Among patients who received vouchers, 87 percent reported taking their medication as prescribed, compared with 84 percent of the patients who received usual care. By contrast, the analysis of pharmacy records showed an adherence rate of 55 percent for the patients receiving vouchers compared with 46 percent for those receiving usual care. In the subset of patients who had their blood tested, 92 percent in the voucher group were adherent compared with 88 percent in the usual-care group. All of these differences were statistically significant, Wang said.
“While we know that patients often over-estimate their own adherence, I was surprised by the size of the discrepancy between patient reports and pharmacy fill records,” Wang said. “I suspect the ‘true’ answer is somewhere in between patient reports and pharmacy records, but both indicate that ensuring treatment adherence is still a huge problem.”

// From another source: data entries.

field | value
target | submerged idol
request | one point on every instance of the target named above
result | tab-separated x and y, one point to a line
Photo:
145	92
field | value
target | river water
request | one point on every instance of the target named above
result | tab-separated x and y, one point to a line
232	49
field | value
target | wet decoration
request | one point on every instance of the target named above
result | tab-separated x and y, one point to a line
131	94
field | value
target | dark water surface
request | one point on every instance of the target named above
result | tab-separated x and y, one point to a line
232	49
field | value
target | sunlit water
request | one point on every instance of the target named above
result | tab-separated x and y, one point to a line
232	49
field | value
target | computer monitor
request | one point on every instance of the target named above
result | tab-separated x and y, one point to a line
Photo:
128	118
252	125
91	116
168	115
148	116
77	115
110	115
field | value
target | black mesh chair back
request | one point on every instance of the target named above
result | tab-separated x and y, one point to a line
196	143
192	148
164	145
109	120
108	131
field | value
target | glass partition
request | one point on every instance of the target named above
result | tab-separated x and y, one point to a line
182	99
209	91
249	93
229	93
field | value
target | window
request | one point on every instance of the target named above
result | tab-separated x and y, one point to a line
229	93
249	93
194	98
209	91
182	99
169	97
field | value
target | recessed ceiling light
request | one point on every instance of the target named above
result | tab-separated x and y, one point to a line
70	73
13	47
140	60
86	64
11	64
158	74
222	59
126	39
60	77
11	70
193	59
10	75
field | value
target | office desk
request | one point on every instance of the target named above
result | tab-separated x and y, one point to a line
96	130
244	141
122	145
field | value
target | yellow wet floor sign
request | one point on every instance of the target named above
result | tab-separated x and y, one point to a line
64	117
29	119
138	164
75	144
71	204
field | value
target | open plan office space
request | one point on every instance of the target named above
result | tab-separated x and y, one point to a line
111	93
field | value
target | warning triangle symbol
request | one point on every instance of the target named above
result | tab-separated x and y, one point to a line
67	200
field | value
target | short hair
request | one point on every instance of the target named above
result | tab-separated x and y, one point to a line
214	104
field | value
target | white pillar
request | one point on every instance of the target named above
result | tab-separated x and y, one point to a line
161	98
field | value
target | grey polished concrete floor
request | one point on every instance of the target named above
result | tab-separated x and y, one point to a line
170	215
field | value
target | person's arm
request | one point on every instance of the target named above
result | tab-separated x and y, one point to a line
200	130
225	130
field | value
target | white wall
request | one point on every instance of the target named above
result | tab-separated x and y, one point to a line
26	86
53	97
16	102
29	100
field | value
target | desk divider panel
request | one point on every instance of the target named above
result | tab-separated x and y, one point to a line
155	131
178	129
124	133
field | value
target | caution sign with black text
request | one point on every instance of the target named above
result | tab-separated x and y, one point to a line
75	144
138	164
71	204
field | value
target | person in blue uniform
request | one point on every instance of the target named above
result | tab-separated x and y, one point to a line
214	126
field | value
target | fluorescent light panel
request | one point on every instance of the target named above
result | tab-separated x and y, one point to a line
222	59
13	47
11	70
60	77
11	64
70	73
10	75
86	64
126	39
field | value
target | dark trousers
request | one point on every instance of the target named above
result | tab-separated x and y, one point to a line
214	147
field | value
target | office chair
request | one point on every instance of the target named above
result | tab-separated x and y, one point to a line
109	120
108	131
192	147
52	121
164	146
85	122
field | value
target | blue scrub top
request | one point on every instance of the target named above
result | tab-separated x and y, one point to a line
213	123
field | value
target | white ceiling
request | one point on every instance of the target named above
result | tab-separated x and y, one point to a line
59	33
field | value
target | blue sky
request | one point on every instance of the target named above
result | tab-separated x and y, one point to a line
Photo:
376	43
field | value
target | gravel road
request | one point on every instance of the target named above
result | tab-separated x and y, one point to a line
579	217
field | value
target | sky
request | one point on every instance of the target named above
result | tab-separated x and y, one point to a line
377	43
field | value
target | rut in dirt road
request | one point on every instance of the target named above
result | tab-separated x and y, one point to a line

The study may have ended up with insufficient statistical power to identify a between-group difference for the co-primary endpoint, Wang said, as another surprising finding was that 28 percent of the patients who received vouchers chose not to use them. “We used vouchers to reduce co-payments because our patients were covered by multiple types of insurance and used a wide range of pharmacies and pharmacy benefit management services to obtain their medications,” she said. “But vouchers only provide the intended co-payment reduction if a patient chooses to or remembers to use it. Patients who never used the provided voucher had the highest rates of non-persistence and adverse clinical outcomes.”
Ultimately, co-payment reduction worked to improve medication prescription and use, Wang said.
“But our findings raise further questions about how best to deploy co-payment reduction to effectively improve clinical outcomes, as well as how to consider co-payment reduction strategies alongside other measures to improve patient adherence,” she said.
Wang and her colleagues said they hope to tease out answers to these questions through additional analysis of the study data.